On Tuesday, the JOLTS report found that there were 8.73 million job openings in the United States. This was well below the 9.31 million openings forecast prior to the release, and it was also well below the 9.35 million openings from last month. It was the lowest number recorded since May 2021 when there were 8.12 million jobs available.
Tuesday also saw the release of the ISM Services PMI, which came in at 52.7 percent. The figure was slightly higher than the 52.2 percent forecast prior to the news release, and it was about a percentage point higher than last month’s survey. This indicates that demand for services is still healthy, which could be a sticking point as it relates to inflation.
On Wednesday, the ADP Nonfarm Employment change figure was released, and during the last month, employers added 103,000. Analysts thought that employers had added 131,000 jobs in the past 30 days. On Thursday, it was revealed that there were 220,000 unemployment claims, which was almost identical to what analysts had expected prior to the release.
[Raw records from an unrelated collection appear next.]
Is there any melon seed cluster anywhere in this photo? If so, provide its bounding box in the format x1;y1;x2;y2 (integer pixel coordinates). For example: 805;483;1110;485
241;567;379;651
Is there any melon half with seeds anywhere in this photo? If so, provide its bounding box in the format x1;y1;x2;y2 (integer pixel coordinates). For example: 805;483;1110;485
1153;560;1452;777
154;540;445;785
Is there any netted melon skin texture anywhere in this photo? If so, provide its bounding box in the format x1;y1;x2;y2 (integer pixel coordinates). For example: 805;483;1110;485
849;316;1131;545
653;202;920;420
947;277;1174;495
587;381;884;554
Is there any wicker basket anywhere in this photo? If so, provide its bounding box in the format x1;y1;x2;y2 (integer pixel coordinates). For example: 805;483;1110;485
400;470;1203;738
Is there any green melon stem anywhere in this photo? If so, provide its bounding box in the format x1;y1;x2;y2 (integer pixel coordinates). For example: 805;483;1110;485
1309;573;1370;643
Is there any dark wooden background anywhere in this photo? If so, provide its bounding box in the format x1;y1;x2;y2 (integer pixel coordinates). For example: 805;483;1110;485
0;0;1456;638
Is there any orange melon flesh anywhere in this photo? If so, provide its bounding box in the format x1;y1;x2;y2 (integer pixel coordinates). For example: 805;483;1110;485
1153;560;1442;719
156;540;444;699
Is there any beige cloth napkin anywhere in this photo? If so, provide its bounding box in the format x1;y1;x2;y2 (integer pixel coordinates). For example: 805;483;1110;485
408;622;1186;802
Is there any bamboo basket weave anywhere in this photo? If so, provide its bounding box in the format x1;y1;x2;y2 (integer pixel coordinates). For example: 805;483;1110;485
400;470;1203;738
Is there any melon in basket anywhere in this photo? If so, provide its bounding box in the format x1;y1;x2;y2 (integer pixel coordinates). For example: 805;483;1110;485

Friday saw the Bureau of Labor Statistics (BLS) release its own nonfarm payroll figures. It found that employers had added 199,000 jobs in the past month. It was also revealed that average earnings were up .4 percent monthly while the unemployment rate dropped to 3.7 percent.
Also on Friday morning, the University of Michigan released its consumer confidence and inflation expectation reports. Consumer confidence rose to 69.4 percent in December while inflation expectations dipped to 3.1 percent from 4.5 percent last month.
The Dow 30 had a relatively flat week finishing up .42 percent to close at 36,247. The market put in a low on Tuesday at 36,029. Barring a major disaster, the market is poised to finish the year in positive territory as it is currently up more than 7 percent in 2023.
The Nasdaq was up 251 points to close at 16,084 for the week, a gain of 1.59 percent. The market made its low for the week on Monday when it dipped to 15,711 and never looked back as it would close at its weekly high on Friday. For the year, the Nasdaq is up 38.21 percent.
Finally, the S&P 500 finished the week up .81, to close at 4,604. It made a weekly low of 4,546 on Wednesday and would hit its high of the week on Friday afternoon. As with the other two major indices, the S&P 500 is on track to close the year in the black as it’s currently up 16 percent in 2023.
Oil broke below $70 on Thursday as it made a low of $69.53 for the week before rebounding to close at $71.93 on Friday. This continues a trend toward the lows of the year after making a high of $94.18 a barrel in September. Oil hit its lowest point of the year in May when it dipped just below $65.
Gold was volatile as it hit a high of more than $2,125 on Monday before falling to $1,997 per ounce by Friday morning. It would also rebound from its weekly low to finish the week at $2,004. The weekly high of $2,135 also represented a yearly high for the commodity that is typically seen as a safe haven during periods of political or economic uncertainty.
This upcoming week is going to be another eventful one for traders as a variety of news reports will be released. Tuesday sees the release of December’s inflation report in the United States while price data will be released to the public on Wednesday. Also on Wednesday, the FOMC will be making its latest interest rate decision. Retail sales data is expected to be released on Thursday.
Analysts expect inflation to be 3.1 percent on an annualized basis, that the FOMC will keep rates steady and that retail sales have declined by .1 percent on a monthly basis. It’s also expected that prices will have risen by .1 percent monthly.